Experimental scientists have long collected and analyzed large data sets, but with the explosion of personal data production—citizens digitizing their lives—social scientists now also regularly rely on data computation. The social nature of these data provides rich veins of information to study larger populations in simultaneous contexts.
In the Social Sciences Division, Kathleen Cagney, AM'90; Todd Schuble; and James Evans use computation differently, but they all rely on what's become known as "big data"—data sets so large they require more robust computing systems than were traditionally used—to show trends across a larger sampling or multiple layers of data.
Cagney, associate professor of sociology and health studies and director of the University's Population Research Center, studies social inequality and how it affects health, with a focus on neighborhood, race, and aging. Health, she says, "is something we bring with us. It's a marker of social inequality that sticks."
Cagney leads the social-science-research side of the Chicago Lakeside Development, a decades-long, multipartner project to develop more than 600 acres of land between 79th Street and the Calumet River, the previous site of US Steel's South Works mill. Her team is surveying Lakeside's surrounding neighborhoods to study "what would generally contribute to social glue in neighborhoods," including regional physical and dental health. Questions include how residents rate their own health, where they go for health care, how long it takes to get there, and by what mode. By analyzing data that organizations like the CTA collect for their own purposes, she hopes to omit some logistical questions. "We can focus survey research on what people really think," Cagney says, "rather than retrospective reports of service or transportation use." Cagney will share the findings with developers to inform future decisions, such as whether to build clinics or improve transportation.
Schuble, lecturer and manager of Geographic Information Systems and Science (GIS), splits his time between helping the division map its data and doing his own research. Schuble studies Chicago's southeast side, trying to figure out its "health neighborhood" by borrowing data from the South Side Health and Vitality Studies, conducted by the University's Urban Health Initiative, and examining where residents go to receive health care. He looks at how constraints such as access to transportation or insurance might correlate with age or socioeconomic class.
In his GIS support role, Schuble takes data from faculty and maps them using specialized geographic information software. "People think it's Google Maps or the GPS on my phone," he says, "but that's the tip of the iceberg. Where GIS blossoms is in its analysis power." Geographic information systems can overlay information to reveal patterns and trends, whether variables correlate, whether a model can be created to make predictions.

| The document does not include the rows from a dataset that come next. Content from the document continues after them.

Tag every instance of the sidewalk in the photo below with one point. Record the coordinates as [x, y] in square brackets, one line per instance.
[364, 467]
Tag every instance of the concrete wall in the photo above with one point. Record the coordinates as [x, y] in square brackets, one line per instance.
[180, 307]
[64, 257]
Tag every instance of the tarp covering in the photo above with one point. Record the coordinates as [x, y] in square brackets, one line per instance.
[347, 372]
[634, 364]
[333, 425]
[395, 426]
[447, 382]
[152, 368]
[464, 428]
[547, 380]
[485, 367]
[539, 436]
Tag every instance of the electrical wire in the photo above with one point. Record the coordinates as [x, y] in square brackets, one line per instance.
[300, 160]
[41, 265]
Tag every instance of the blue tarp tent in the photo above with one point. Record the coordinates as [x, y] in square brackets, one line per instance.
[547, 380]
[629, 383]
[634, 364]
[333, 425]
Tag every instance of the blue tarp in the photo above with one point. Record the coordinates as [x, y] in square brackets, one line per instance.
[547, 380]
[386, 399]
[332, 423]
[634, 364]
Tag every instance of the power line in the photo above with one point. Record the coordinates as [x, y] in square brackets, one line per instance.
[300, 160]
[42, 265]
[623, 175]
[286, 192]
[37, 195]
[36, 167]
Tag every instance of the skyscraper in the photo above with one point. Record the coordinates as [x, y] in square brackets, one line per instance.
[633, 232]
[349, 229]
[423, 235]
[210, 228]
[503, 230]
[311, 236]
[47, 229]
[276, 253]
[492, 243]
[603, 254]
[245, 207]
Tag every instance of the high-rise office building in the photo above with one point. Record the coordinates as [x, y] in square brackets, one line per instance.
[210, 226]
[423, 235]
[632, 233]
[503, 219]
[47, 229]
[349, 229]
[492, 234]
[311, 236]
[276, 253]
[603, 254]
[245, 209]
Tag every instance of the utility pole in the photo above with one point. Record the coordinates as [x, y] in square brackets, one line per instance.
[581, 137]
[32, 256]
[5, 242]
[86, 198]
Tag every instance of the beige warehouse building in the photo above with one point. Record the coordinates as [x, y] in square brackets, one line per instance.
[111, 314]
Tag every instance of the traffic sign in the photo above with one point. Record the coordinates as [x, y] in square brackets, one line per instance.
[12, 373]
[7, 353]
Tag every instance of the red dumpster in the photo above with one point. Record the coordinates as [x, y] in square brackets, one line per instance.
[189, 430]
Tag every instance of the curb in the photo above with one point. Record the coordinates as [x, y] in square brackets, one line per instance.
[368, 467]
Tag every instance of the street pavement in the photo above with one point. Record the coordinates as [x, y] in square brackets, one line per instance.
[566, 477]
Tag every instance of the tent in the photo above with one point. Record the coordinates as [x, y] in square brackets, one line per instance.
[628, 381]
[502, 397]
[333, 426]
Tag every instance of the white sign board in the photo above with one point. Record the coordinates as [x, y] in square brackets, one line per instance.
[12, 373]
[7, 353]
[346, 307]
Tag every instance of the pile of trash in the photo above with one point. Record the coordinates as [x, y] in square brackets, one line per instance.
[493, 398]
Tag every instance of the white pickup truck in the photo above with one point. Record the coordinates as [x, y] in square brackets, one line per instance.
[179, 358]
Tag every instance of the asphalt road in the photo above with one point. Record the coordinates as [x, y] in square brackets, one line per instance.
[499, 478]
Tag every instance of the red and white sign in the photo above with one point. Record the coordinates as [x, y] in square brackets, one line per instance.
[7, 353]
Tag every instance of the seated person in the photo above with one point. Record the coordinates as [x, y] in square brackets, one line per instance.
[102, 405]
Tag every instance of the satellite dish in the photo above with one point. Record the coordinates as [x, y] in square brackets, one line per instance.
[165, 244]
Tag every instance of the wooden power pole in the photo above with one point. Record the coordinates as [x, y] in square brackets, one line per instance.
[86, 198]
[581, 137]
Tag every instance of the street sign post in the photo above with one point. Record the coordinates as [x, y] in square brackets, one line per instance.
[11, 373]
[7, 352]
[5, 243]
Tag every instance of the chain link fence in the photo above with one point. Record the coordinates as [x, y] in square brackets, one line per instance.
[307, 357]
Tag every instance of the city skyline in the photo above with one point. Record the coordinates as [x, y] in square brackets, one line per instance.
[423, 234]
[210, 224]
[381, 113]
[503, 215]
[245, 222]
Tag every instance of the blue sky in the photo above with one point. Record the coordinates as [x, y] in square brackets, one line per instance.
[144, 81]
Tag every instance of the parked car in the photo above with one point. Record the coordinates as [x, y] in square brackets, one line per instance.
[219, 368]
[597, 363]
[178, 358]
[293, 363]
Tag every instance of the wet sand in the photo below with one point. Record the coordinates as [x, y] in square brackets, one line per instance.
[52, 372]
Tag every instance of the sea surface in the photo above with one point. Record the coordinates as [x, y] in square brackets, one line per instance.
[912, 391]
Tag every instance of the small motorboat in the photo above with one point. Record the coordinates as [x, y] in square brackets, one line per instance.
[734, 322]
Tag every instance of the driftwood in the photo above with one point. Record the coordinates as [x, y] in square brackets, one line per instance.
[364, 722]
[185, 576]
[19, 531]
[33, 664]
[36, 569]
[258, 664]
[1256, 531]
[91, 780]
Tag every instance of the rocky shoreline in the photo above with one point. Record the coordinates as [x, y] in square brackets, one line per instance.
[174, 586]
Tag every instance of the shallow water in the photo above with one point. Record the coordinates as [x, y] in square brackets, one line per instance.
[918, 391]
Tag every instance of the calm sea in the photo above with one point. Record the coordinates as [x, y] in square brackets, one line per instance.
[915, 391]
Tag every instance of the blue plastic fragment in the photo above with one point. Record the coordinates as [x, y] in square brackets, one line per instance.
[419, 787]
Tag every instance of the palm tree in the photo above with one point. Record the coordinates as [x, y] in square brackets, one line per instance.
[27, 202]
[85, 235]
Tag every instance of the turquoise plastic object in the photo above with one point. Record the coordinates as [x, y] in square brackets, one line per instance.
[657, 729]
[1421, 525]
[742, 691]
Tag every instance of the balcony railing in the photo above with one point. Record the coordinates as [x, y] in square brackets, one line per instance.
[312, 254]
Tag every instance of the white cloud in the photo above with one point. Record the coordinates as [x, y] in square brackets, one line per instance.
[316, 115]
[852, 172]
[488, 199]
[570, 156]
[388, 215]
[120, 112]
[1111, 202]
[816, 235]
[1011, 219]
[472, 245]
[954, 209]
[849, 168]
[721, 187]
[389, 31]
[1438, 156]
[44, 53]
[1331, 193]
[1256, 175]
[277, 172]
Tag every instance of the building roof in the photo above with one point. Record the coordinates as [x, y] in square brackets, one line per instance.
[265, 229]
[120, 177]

Such analysis traces back to the 1854 cholera outbreaks in London, when physician John Snow mapped cases, identified the disease epicenter, and concluded that a contaminated water pump was the source. Today's GIS makes possible the same type of data management and analysis but on a grander scale because of larger data and computing capability. The system can map disease transmission over an entire continent or health-care access in a single neighborhood, correlated with cultural mores, daily activities, income level, racial or ethnic distribution, age—whatever contexts the researcher deems relevant.
Evans, associate professor of sociology and a Computational Institute fellow, works in metaknowledge—knowledge about knowledge. He directs the Knowledge Lab, which seeks to understand "where ideas come from and the institutions that facilitate question asking and methods of discovery," he says—"how it is that people become certain and how they forget."
In early 2013 the John Templeton Foundation awarded Evans and colleagues a $5.2 million grant to create the Metaknowledge Network, a community of researchers from nine institutions, including Stanford, Princeton, and Harvard. They explore sources such as scientific journals, online encyclopedias, social media, news, and patents on a large scale, Evans says, to reveal trends in how ideas are created and received over time, and how those processes shape science.
For example, studying scientists' careers, Evans has found that major award winners performed risky research during times when "people were prepared to understand how important the new ideas were," indicated by how often their work was cited by peers. This trend helps define the characteristics of successful scientists, such as Andrew Fire and Craig Mello, the 2006 Nobel laureates in physiology or medicine, who discovered RNA interference, the ability to use RNA to silence genes. The process and the new fundamental understanding of RNA involved several unusual combinations, and earned a Nobel only eight years after the research was published.
The emergence of big data can be attributed to an abundance of available information and advanced computing systems. Evans notes the demand for online materials, leading to digitized print and audio files and new digital resources. The reduced size and cost of cameras and recorders also puts data production in the hands of ordinary citizens, he says, and "suddenly, many more things are available for computation."
There is so much information available, however, that academics now distinguish between big data and "smart data," the latter describing analytics used to extract relevant information from big data sets. Much of the information collected is "noise," Schuble explains. For instance, social media produces millions of data every day, but there may not be meaning in those sets. Cagney says about Twitter: "The idea that all these data resources are really tapping the gestalt of a community, I'm not so convinced."
When relevant data are extracted, computation allows social scientists to ask questions they couldn't before and "pushes the work in a new way," says Cagney. Schuble finds advanced computation opportunities exciting. "I tell people GIS will often create more questions than answers, because you'll see things occur on the map and you'll be like, how is that happening?" Computation in social sciences helps clear away the need to see what is happening and focus on why.